Week 1-What is Anthropology Flashcards
What is Anthropology?
The integrated study of human life; of everything that is know about human beings and the things they do. (What it means to be human)
What are the major subfields of Anthropology?
Biological, Cultural, Linguistic, Archaeology
Biological Anthropology
The physical study of humans. Studying primates, human diseases, human ancestors, human health, and human osteology.
Cultural Anthropology
The study of present human cultures.
The anthropologist goes out into the world and observes how their selected group interact.
Linguistic Anthropology
The study of past and present human language.
Sometimes have to reconstruct lost languages.
Archaeology
The study of past humans through their material remains.
Collect data through slow and careful excavation.
Fieldwork
The way in which anthropologists collect data.
Varies from each branch of Archaeology.
Artifacts
Physical objects modified by humans.
Features
Non portable objects created/modified by past humans.
Roads, structures, etc.
Evolution
Change over time.
Cultural evolution
the development of one or more cultures from simpler to more complex forms.
Learned behaviors, beliefs, and ideas.
Biological evolution
How our bodies evolved.
Culture
The patterns of learned behaviors, ideas, and beliefs that humans acquire as members of society.
Combined with the material artifacts and structures that we create and use.
What are the five characteristics of culture?

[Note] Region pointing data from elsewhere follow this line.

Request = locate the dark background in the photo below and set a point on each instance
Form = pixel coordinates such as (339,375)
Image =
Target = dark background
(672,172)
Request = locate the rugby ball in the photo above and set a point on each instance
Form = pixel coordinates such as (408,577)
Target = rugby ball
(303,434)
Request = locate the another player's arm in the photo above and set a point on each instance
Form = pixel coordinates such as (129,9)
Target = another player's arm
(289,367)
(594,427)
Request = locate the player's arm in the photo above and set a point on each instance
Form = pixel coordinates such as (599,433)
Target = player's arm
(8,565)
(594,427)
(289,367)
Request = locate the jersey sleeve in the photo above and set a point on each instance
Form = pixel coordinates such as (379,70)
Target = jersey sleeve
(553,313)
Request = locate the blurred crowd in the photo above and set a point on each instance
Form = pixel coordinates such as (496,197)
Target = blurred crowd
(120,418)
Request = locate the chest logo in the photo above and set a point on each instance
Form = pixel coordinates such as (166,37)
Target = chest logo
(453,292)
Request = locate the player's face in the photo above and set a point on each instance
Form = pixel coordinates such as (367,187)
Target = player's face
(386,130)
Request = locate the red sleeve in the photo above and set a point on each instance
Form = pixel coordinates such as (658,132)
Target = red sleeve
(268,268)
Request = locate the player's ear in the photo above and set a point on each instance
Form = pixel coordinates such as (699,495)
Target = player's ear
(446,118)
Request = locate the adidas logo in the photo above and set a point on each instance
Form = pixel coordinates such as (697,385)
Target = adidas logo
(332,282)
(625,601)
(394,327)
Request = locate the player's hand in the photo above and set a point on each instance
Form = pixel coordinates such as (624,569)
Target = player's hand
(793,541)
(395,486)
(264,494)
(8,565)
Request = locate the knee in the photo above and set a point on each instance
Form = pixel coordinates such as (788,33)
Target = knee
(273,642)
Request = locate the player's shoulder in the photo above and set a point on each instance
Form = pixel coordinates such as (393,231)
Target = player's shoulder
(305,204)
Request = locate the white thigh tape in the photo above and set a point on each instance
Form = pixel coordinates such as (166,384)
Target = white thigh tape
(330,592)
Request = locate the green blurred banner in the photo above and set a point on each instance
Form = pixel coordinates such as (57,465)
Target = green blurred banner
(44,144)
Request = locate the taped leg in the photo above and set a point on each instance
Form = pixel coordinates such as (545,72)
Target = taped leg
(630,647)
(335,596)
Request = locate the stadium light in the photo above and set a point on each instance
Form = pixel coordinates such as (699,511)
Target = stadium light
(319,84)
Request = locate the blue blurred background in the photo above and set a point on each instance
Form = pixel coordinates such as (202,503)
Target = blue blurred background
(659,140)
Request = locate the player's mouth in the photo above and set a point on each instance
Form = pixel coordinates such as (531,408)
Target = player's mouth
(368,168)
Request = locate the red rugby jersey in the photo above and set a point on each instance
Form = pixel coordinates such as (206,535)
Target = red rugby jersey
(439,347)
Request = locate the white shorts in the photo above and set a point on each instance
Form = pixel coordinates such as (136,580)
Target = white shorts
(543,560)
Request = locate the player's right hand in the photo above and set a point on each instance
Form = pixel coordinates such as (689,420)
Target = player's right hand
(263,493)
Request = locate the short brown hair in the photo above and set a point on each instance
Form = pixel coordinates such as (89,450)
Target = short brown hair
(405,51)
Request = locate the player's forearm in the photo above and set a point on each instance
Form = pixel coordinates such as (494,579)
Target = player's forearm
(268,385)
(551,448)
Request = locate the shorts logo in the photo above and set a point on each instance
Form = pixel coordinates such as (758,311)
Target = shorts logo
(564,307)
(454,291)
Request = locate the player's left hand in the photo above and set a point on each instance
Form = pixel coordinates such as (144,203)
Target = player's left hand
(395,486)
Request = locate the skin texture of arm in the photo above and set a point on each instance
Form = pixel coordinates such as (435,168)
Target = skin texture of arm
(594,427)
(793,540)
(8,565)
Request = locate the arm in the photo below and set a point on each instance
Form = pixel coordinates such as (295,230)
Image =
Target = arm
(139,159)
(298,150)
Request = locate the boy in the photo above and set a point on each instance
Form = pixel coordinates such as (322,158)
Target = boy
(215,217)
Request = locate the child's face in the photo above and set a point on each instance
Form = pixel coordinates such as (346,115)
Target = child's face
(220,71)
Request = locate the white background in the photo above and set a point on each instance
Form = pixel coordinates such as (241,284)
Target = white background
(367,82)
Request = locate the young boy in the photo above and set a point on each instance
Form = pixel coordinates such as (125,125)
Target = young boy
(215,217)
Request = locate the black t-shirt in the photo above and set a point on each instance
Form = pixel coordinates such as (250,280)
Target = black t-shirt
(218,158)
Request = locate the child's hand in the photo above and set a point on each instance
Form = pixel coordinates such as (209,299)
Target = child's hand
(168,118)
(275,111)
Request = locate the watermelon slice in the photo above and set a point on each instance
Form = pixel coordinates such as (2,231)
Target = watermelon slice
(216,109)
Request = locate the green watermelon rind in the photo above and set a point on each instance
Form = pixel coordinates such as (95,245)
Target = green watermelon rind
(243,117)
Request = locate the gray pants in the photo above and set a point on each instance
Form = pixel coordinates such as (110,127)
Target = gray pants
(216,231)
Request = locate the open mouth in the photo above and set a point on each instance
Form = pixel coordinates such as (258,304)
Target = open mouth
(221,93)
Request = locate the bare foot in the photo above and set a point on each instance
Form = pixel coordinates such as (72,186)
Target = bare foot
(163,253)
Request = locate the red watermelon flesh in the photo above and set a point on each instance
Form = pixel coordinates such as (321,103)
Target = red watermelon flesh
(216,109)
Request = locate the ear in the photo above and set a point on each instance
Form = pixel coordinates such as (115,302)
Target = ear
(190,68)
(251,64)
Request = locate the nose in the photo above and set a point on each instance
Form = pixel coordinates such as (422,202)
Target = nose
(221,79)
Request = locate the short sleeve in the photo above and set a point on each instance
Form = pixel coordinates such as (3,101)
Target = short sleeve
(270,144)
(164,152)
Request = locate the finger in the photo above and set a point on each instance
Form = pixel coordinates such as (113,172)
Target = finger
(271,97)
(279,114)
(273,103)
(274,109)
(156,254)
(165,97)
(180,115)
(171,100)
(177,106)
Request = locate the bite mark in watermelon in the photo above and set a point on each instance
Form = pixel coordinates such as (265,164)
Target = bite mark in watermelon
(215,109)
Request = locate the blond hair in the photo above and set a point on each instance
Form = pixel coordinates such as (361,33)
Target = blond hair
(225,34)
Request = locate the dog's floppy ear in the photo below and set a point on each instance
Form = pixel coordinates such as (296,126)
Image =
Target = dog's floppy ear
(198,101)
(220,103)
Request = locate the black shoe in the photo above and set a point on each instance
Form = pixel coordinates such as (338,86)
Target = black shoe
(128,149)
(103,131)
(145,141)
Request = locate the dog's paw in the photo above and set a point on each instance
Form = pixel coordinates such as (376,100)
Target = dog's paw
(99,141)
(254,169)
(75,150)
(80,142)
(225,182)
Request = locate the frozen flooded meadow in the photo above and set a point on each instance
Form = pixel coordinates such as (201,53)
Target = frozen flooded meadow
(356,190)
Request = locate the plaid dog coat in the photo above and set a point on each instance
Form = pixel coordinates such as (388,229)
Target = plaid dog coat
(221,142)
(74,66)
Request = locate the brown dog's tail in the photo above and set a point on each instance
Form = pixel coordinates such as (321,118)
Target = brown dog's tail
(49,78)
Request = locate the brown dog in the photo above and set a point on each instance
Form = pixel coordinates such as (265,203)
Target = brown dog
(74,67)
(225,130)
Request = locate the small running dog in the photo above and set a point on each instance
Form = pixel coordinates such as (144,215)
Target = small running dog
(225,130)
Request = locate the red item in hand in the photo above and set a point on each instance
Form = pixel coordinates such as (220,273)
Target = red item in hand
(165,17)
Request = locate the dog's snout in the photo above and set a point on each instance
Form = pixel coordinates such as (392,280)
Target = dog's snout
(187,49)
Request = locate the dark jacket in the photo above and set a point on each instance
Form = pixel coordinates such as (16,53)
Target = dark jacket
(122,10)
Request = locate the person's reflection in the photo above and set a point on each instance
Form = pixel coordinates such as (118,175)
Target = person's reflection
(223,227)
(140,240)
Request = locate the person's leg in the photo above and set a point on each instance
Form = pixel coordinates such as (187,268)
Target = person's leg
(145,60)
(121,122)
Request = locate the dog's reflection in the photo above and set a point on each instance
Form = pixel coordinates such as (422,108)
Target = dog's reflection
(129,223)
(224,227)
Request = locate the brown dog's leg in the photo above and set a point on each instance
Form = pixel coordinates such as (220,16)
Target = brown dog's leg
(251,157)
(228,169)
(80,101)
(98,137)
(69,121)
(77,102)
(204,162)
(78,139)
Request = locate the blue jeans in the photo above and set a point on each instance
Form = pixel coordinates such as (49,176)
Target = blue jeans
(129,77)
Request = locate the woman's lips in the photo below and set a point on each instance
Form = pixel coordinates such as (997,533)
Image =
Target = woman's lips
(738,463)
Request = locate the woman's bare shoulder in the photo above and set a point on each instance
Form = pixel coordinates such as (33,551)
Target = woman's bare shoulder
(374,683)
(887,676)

Shared, learned, adaptive, patterned, symbolic.
Shared Culture
We share things like, ideas, values, and behavioral standards with members of our group.
Learned Culture
We observe others to learn or are taught culture. (A lot is subconscious)
Adaptive culture
A culture can change or adapt through the actions of its members and outside influences.
Patterned Culture
Beliefs show up repeatedly through the actions of its members and outside influences.
Symbolic Culture
We use symbols in culture. Can be vocal (language), gestures (hand motions), drawn (art), or made (traffic signs).
Bio-cultural Organisms
Both cultural and biological factors influence how we as an organism are defined and how we act.
Material Culture
How physical things define a culture.
We can learn a lot about studying what objects were important in a specific culture. (Religious artifacts, pottery, homes, schools, plants, tools, etc.)
Cross-disciplinary
Different branches of Anthropology may need to communicate with each-other.
Human Agency
Idea what we as humans can make our own decisions. We don’t have to follow all guidelines set out by our culture.
Ethnocentrism
The opinion that one’s way of life is natural or correct and the only true way of being fully human.
Cultural relativism
Understanding another culture in its own terms sympathetically enough so that their culture appears just as valid as our own.
Who introduced the concept of cultural relativism?
Frank Boas
Nacirema
An article written about Americans (America backwards) in unfamiliar terms to make them/us sound savage.